Hückelhoven: „con brio” mit Konzert „Percussion & More”

Hückelhoven : „con brio” mit Konzert „Percussion & More”

Ein ungewöhnliches und eindrucksvolles musikalisches Erlebnis vor dem Hintergrund der Maschinenhalle des Industriedenkmals Schacht Drei bot das 50. Konzert von „con brio”.

Unter dem Titel „Percussion & More” hatte der Verein sechs talentierte junge Musiker versammelt, von denen zwei aus Hückelhoven und einer aus Karken stammen.

Sie stellten die vielfältigen Ausdrucksmöglichkeiten von Schlaginstrumenten unter Beweis, wobei sie neben einem Schlagzeug auch seltenere Instrumente wie das Marimbaphon und das Vibraphon verwendeten und sie bei mehreren Stücken mit „klassischen” Instrumenten wie Horn, Violoncello und Klarinette kombinierten.

Mit „Two Movements for Marimba” und „Ghanaia” stellte Ralf Kurley das Marimbaphon vor.
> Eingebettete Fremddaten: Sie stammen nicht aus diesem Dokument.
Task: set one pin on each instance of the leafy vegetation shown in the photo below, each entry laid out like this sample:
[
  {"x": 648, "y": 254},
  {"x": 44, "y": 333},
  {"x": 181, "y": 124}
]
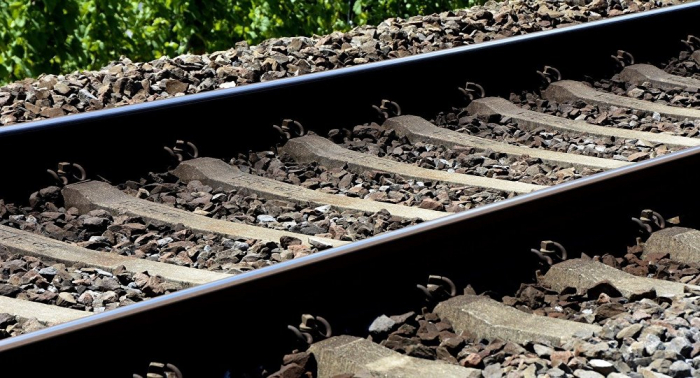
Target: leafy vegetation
[{"x": 53, "y": 36}]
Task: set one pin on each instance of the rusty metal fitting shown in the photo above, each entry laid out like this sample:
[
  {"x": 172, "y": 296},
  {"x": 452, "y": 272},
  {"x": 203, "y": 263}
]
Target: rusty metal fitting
[
  {"x": 549, "y": 75},
  {"x": 550, "y": 251},
  {"x": 68, "y": 172},
  {"x": 387, "y": 109},
  {"x": 438, "y": 288},
  {"x": 182, "y": 150},
  {"x": 472, "y": 91},
  {"x": 289, "y": 127},
  {"x": 650, "y": 221},
  {"x": 623, "y": 58},
  {"x": 311, "y": 328},
  {"x": 692, "y": 42}
]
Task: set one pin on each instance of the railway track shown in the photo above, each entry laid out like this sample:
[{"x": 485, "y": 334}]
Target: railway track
[{"x": 161, "y": 260}]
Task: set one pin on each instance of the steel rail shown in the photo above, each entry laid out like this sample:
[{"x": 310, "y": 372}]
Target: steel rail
[
  {"x": 114, "y": 143},
  {"x": 356, "y": 282}
]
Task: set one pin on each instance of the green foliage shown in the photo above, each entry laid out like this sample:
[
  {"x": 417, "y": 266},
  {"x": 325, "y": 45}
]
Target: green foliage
[{"x": 52, "y": 36}]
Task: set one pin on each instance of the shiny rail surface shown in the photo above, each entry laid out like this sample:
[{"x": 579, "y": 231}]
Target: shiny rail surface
[{"x": 348, "y": 283}]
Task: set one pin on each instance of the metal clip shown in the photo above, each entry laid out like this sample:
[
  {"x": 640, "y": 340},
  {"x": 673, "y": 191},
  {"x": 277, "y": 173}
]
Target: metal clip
[
  {"x": 549, "y": 75},
  {"x": 440, "y": 288},
  {"x": 549, "y": 248},
  {"x": 183, "y": 150},
  {"x": 160, "y": 370},
  {"x": 311, "y": 327},
  {"x": 472, "y": 91},
  {"x": 288, "y": 127},
  {"x": 387, "y": 109},
  {"x": 650, "y": 221},
  {"x": 692, "y": 42},
  {"x": 67, "y": 171},
  {"x": 623, "y": 58}
]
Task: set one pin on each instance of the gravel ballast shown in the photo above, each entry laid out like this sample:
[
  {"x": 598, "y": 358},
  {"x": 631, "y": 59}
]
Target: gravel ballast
[{"x": 124, "y": 82}]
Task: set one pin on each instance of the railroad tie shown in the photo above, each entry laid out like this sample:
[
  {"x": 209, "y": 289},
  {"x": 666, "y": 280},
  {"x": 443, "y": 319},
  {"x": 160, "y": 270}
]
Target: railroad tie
[
  {"x": 583, "y": 274},
  {"x": 532, "y": 120},
  {"x": 94, "y": 195},
  {"x": 312, "y": 148},
  {"x": 353, "y": 355},
  {"x": 569, "y": 91},
  {"x": 490, "y": 320},
  {"x": 638, "y": 74},
  {"x": 417, "y": 129},
  {"x": 218, "y": 174},
  {"x": 683, "y": 244},
  {"x": 47, "y": 314},
  {"x": 27, "y": 243}
]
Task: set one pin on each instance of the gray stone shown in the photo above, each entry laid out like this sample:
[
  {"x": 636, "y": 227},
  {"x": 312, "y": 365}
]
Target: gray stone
[
  {"x": 556, "y": 373},
  {"x": 580, "y": 373},
  {"x": 492, "y": 371},
  {"x": 382, "y": 324},
  {"x": 682, "y": 243},
  {"x": 264, "y": 218},
  {"x": 49, "y": 272},
  {"x": 679, "y": 345},
  {"x": 542, "y": 350},
  {"x": 601, "y": 366},
  {"x": 629, "y": 331},
  {"x": 651, "y": 342},
  {"x": 679, "y": 369}
]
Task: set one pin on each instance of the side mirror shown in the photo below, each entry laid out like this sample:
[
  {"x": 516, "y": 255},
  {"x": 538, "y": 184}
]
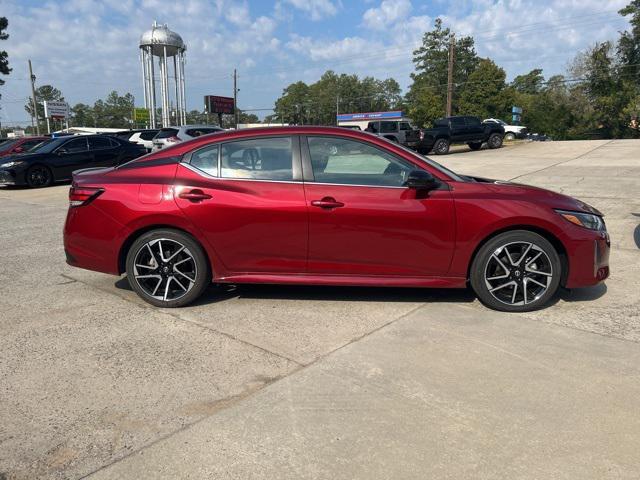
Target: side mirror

Dabei handelt es sich um ein Instrument aus abgestimmten Hartholzstäben, das sich durch einen tiefen Klang auszeichnet.

Die lebhaften Rhythmen von „Ghanaia” erinnerten an den afrikanischen Ursprung dieses Instruments. Im Gegensatz dazu stand „Blues for Gilbert”, ein ruhiges, melancholisches Stück, das Kurley auf dem Vibraphon mit seinem nachhallenden Klang sehr gefühlvoll spielte.

Kai Stoffels aus Hückelhoven stellte ebenfalls sein Können am Marimbaphon unter Beweis. Er spielte darauf zwei Tänze. Während aber „Choro Bachiano”, ein volkstümliches Tanzlied aus Brasilien, auf dieses Instrument zugeschnitten war, interpretierte Stoffels mit der „Giga” aus der „Partita d-moll BWV 1004” einen Tanz neu, den Bach für Violine solo komponiert hatte.

Mit seinem hohen Tempo erwies das Stück sich als sehr gut geeignet für die Umsetzung auf dem Marimbaphon.

Gemeinsam mit Dominik Niklas an der Klarinette zeigte Stoffels Beispiele für die effektvolle Kombination dieses Blasinstrumentes mit dem Schlagzeug.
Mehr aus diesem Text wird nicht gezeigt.